THE ROLE OF CIRCADIAN GENES IN THE THERAPEUTIC EFFECTS OF DULOXETINE AS A TREATMENT FOR NEUROPATHIC PAIN

The antidepressant duloxetine, a serotonin-norepinephrine reuptake inhibitor, is used clinically as a first-line treatment for neuropathic pain. Its therapeutic efficacy relies on a local anti-neuroinflammatory effect within the dorsal root ganglia (DRG). However, the molecular mechanisms underlying this effect remain poorly documented. Transcriptomic analyses conducted on the DRGs of neuropathic mice reveal that chronic duloxetine treatment significantly modulates the circadian system, specifically by decreasing Bmal1 expression and increasing the expression of Per1 and Per2. To determine the functional importance of these genes in duloxetine’s therapeutic effect, we utilized mice with single or double genetic knock-out of the Per1 and Per2 genes. Assessment of mechanical and thermal sensitivity thresholds revealed a total loss of duloxetine's therapeutic effect in these mice.
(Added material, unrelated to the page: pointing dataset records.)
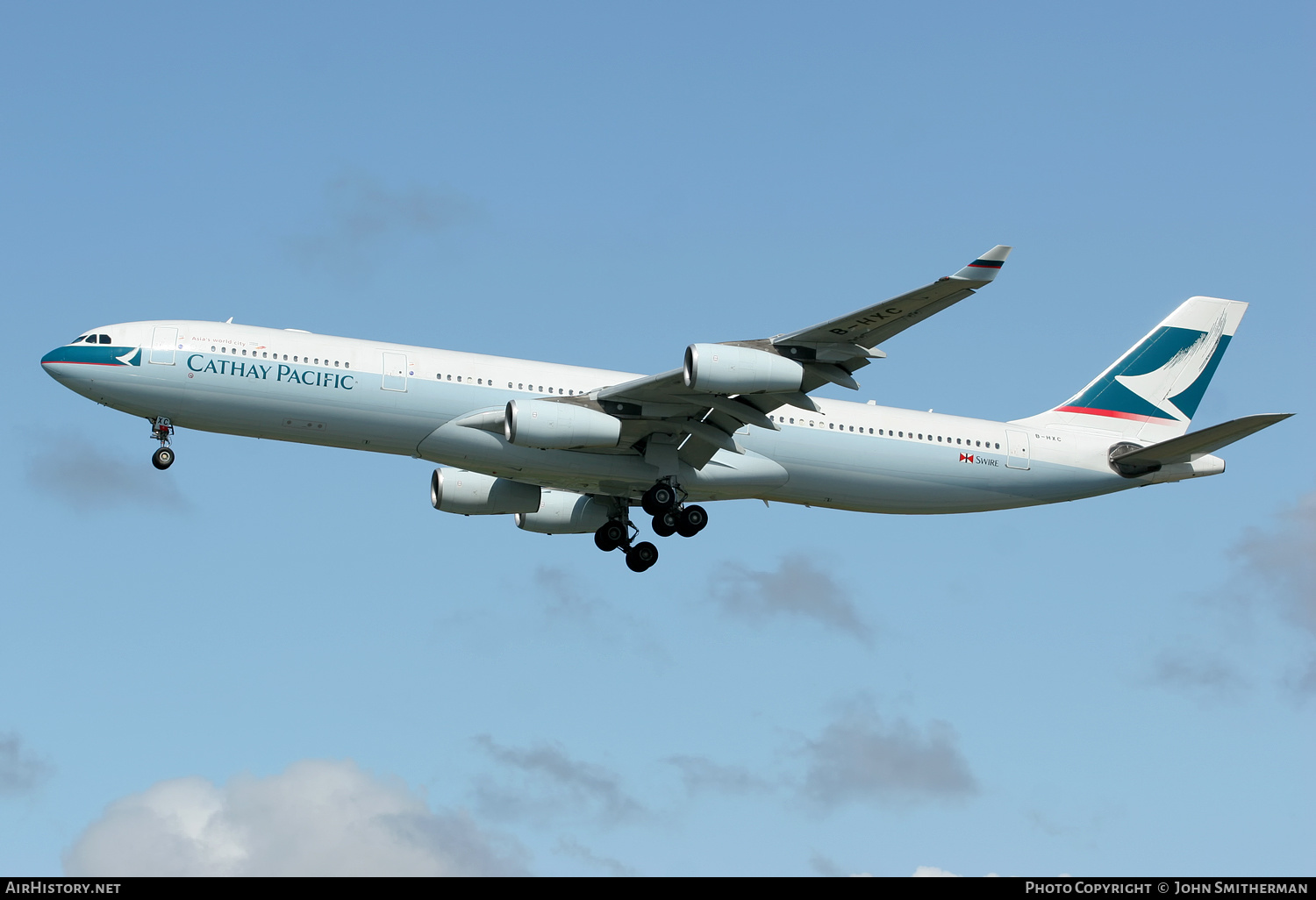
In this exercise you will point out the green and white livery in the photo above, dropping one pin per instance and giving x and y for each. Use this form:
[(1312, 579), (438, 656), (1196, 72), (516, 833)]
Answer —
[(569, 449)]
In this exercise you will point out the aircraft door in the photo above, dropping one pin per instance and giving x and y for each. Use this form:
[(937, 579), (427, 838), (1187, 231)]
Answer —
[(163, 341), (395, 371), (1016, 449)]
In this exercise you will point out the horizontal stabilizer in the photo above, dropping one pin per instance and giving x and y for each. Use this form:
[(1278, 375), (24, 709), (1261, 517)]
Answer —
[(1198, 444)]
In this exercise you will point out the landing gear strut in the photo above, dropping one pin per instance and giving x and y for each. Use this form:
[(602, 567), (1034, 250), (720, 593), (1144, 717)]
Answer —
[(616, 533), (161, 431), (665, 502)]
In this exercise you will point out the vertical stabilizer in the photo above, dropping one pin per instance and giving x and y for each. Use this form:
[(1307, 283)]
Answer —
[(1153, 391)]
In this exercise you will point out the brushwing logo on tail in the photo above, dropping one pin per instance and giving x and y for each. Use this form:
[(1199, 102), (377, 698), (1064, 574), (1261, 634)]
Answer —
[(1161, 379)]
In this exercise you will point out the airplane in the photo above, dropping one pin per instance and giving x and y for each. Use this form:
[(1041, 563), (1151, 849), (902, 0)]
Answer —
[(571, 450)]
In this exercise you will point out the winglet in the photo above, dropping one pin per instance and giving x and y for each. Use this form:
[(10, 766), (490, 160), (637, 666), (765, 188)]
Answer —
[(986, 266)]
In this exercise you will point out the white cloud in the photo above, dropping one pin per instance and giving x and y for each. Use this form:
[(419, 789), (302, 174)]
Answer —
[(86, 476), (1279, 565), (20, 770), (318, 818), (552, 783), (797, 589), (932, 871), (862, 757)]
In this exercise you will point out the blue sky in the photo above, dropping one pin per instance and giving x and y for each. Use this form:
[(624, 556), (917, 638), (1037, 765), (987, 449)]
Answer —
[(274, 639)]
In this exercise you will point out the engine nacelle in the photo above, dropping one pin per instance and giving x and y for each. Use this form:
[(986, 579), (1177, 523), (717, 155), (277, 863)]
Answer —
[(473, 494), (563, 512), (558, 425), (723, 368)]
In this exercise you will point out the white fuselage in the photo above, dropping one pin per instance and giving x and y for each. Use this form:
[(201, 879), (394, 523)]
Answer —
[(391, 397)]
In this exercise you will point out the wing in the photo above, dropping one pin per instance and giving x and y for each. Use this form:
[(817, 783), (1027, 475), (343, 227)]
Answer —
[(669, 410)]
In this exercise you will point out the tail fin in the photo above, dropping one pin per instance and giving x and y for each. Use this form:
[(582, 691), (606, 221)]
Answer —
[(1153, 391)]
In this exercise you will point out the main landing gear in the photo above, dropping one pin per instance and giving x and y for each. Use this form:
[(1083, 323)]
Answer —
[(670, 516), (161, 431), (616, 533)]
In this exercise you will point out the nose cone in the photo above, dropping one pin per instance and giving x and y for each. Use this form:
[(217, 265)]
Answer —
[(78, 361)]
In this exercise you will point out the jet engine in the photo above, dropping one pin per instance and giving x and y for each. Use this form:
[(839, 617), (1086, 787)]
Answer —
[(724, 368), (473, 494), (563, 512), (558, 425)]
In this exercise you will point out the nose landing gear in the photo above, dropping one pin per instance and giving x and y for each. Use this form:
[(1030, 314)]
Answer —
[(161, 431)]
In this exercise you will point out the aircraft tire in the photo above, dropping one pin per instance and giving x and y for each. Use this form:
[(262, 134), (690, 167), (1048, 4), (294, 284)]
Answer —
[(658, 499), (691, 521), (641, 557), (665, 524), (610, 536)]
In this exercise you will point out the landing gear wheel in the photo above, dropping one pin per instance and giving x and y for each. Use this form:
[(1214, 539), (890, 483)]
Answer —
[(610, 536), (691, 521), (665, 524), (641, 557), (658, 499)]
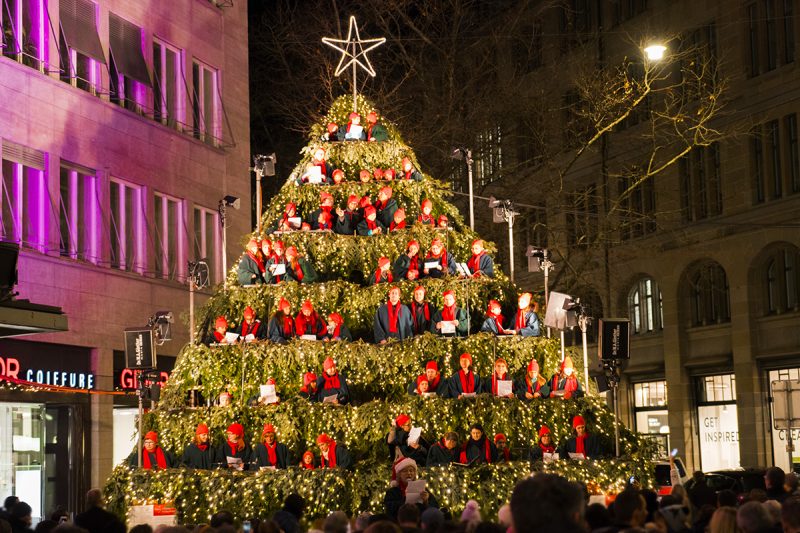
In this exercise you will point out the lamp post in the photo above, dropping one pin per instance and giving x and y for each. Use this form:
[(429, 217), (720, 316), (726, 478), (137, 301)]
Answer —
[(228, 201)]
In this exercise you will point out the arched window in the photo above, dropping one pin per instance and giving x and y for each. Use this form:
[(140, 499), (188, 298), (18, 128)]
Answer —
[(645, 308), (782, 280), (709, 295)]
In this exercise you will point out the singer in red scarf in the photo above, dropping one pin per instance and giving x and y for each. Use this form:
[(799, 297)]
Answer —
[(450, 314), (465, 381), (438, 262), (332, 383), (478, 449), (251, 265), (332, 454), (153, 456), (480, 264), (199, 454), (271, 453), (407, 266), (545, 445), (281, 325), (392, 319), (500, 374), (337, 330), (589, 445)]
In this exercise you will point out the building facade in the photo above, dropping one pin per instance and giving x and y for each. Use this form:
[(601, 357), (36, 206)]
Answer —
[(124, 124), (703, 257)]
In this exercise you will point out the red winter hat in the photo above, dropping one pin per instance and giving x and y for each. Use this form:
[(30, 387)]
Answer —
[(236, 429)]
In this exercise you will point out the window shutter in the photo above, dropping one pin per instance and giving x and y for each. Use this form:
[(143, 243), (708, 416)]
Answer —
[(79, 25), (125, 39)]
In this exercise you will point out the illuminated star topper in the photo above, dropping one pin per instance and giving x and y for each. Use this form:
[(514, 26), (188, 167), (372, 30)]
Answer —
[(353, 50)]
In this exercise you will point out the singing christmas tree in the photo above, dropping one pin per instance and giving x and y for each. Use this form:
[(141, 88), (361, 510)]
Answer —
[(357, 218)]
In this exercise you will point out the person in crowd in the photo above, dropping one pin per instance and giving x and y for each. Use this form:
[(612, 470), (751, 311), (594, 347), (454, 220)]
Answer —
[(354, 131), (405, 471), (370, 225), (376, 132), (298, 268), (503, 451), (409, 172), (333, 454), (153, 456), (234, 453), (583, 442), (421, 312), (271, 453), (383, 274), (392, 319), (309, 389), (425, 217), (533, 385), (444, 451), (386, 206), (251, 266), (545, 445), (332, 383), (199, 454), (500, 374), (438, 262), (251, 329), (450, 315), (480, 264), (280, 328), (398, 441), (347, 220), (565, 383), (95, 519), (526, 321), (407, 266), (494, 320), (337, 330), (465, 381), (478, 449), (308, 322)]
Furthermore, through pharmacological manipulations, we demonstrated that decreasing Bmal1 expression mimics the analgesic effect of duloxetine, whereas increasing its expression abolishes the antidepressant's efficacy. In conclusion, our work demonstrates that circadian genes are crucial for duloxetine’s analgesic effects against symptoms of neuropathic pain. Future research will aim to link this circadian modulation with duloxetine’s established anti-neuroinflammatory mechanisms. Ultimately, our goal is to improve current strategies and develop more effective treatments for patients suffering from neuropathic pain.